The Asian Consumer Cyclicals were strong across the board (Alibaba +14 bps, Anta Sports +14 bps, JD.com +9 bps and Wynn Macau +6 bps). The jumbo deal in Alibaba, which was issued last year, has benefitted from the very strong performance of the underlying shares in 2025. Quarterly results were strong, the company’s e-commerce and cloud businesses have benefitted from both stimulus and the AI boom, and its strategy to attract cost-conscious customers during the year-end shopping season helped to drive strong sales. The off-benchmark position also added 14 bps to relative returns. The off-benchmark position in JD.com added a further 9 bps. The Communications sector was led higher by Kingsoft (+12 bps), which has also benefitted from a strong underlying stock performance, and in Materials, both China Hongqiao (+31 bps) and Zijin Mining (+6 bps) contributed as beneficiaries of stronger demand post-stimulus. The weakness in Financials was concentrated in the position in insurer Ping An (-26 bps) and not offset by a small gain for Far East Horizon.
OUTLOOK
After a strong year for the asset class in 2024, we forecast positive returns for convertible investors in 2025. Convertibles provide a bridge between the equity and fixed income worlds – they help to mitigate timing risk as they offer exposure to both and offer long-term optionality on names where the equity story is still unfolding, which is important in the current growth environment. Our base case is still for a soft(ish) landing, which would mean a contribution from equities, volatility (slightly higher overall volatility, but specifically periodic spikes as we saw in 2024), lower short rates, spreads unchanged and a benign default environment – a supportive backdrop for convertibles.

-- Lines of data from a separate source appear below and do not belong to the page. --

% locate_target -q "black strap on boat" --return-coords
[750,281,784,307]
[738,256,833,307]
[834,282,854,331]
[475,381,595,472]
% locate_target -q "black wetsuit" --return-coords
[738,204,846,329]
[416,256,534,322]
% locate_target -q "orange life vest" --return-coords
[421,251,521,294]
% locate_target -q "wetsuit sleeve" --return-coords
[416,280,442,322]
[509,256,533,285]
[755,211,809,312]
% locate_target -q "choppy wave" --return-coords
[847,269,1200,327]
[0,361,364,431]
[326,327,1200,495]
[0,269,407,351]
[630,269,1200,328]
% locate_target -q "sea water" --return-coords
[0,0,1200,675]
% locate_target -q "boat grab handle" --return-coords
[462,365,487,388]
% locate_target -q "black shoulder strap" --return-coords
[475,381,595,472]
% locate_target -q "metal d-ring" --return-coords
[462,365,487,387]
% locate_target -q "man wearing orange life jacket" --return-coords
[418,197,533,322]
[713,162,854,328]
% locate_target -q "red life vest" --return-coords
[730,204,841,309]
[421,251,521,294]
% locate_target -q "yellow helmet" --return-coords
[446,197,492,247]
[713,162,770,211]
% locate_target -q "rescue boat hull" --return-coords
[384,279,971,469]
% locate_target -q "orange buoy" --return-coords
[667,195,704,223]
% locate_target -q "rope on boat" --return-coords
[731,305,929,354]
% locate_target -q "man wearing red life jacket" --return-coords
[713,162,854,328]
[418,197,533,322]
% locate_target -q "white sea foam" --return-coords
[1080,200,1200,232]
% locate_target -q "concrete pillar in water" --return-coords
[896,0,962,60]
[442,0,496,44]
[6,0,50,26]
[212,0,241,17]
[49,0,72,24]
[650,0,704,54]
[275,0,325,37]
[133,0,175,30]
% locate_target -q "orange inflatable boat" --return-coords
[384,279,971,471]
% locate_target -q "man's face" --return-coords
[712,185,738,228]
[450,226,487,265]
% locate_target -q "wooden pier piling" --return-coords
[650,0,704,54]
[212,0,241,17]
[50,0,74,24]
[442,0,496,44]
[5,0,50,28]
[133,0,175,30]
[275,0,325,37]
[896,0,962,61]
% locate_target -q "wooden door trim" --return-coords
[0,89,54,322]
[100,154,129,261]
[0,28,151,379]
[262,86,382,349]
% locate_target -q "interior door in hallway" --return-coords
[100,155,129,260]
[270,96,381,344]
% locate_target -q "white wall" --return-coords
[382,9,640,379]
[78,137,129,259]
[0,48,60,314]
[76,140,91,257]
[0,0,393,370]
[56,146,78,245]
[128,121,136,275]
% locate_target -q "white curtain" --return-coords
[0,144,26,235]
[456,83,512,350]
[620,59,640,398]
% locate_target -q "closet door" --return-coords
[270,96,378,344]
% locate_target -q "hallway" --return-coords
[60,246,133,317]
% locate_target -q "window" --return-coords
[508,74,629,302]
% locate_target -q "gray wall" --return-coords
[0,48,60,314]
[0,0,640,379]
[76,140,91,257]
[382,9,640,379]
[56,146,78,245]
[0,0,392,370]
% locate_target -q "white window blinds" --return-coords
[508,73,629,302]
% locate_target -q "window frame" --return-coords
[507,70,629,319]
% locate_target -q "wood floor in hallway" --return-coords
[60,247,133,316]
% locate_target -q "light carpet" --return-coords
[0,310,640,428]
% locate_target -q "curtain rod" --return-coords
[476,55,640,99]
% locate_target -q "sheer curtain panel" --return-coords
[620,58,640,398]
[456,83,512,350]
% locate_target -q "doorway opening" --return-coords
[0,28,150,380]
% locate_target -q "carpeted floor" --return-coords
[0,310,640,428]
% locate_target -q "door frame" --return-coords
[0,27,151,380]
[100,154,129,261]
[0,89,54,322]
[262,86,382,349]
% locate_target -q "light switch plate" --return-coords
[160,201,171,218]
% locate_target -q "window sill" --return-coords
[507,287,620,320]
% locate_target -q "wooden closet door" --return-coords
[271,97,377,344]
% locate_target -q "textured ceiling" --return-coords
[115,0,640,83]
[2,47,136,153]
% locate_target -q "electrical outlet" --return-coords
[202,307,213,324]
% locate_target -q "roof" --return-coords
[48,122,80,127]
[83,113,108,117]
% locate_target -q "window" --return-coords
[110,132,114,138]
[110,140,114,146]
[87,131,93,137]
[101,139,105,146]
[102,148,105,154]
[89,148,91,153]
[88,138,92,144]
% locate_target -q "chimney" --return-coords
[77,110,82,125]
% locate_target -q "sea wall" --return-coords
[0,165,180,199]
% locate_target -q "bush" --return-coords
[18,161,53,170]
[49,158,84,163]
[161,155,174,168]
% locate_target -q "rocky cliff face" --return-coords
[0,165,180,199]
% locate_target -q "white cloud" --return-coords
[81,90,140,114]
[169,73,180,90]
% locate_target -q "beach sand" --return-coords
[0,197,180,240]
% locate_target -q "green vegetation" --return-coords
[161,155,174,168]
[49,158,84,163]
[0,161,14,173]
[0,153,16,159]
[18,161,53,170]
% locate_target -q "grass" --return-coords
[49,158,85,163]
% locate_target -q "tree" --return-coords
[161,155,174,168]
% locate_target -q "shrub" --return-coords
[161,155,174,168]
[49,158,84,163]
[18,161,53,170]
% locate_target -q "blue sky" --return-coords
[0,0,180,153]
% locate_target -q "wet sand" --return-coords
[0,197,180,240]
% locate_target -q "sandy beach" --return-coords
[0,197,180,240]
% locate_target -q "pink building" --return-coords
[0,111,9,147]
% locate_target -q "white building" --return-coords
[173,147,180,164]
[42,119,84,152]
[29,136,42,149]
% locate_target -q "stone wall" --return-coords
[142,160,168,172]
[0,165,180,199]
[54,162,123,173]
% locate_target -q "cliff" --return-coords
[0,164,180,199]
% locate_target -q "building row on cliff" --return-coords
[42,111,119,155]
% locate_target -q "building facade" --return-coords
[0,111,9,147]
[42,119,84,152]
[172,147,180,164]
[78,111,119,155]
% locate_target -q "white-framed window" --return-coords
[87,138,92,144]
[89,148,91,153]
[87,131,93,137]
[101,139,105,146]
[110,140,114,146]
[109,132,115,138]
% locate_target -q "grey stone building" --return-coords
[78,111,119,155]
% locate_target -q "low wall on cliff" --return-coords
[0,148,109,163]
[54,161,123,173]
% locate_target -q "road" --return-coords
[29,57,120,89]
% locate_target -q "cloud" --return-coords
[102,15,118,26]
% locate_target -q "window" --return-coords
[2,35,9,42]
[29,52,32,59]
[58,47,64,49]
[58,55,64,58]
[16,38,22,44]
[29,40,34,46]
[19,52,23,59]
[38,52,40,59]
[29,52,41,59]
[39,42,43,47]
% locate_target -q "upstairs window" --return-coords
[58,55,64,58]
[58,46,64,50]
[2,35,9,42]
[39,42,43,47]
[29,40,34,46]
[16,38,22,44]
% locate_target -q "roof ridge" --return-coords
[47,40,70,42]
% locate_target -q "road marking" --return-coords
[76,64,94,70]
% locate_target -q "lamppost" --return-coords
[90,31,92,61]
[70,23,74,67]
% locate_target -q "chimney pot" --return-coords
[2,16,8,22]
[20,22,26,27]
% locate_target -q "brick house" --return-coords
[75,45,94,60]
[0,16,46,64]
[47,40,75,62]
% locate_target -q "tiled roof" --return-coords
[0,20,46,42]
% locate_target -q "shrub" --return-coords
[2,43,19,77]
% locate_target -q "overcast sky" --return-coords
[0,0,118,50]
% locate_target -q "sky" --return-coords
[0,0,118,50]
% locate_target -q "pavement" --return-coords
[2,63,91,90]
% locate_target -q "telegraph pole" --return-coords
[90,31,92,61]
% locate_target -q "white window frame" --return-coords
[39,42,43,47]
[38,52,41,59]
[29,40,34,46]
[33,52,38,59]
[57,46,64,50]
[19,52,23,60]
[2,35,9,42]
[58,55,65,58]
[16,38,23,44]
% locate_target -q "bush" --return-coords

In terms of themes for 2025, we see performance potential for convertible bonds from: embracing growth, increased cryptocurrency adoption, increasing electricity demand, a positive geopolitical shift (more Chinese stimulus, America-First, lower rates in Europe, increasing capex), consumer strength (strong labour markets, lower rates, energy prices are contained) and the upside from higher M&A and performance broadening to smaller and mid-sized names, which are well represented in the convertible bond universe.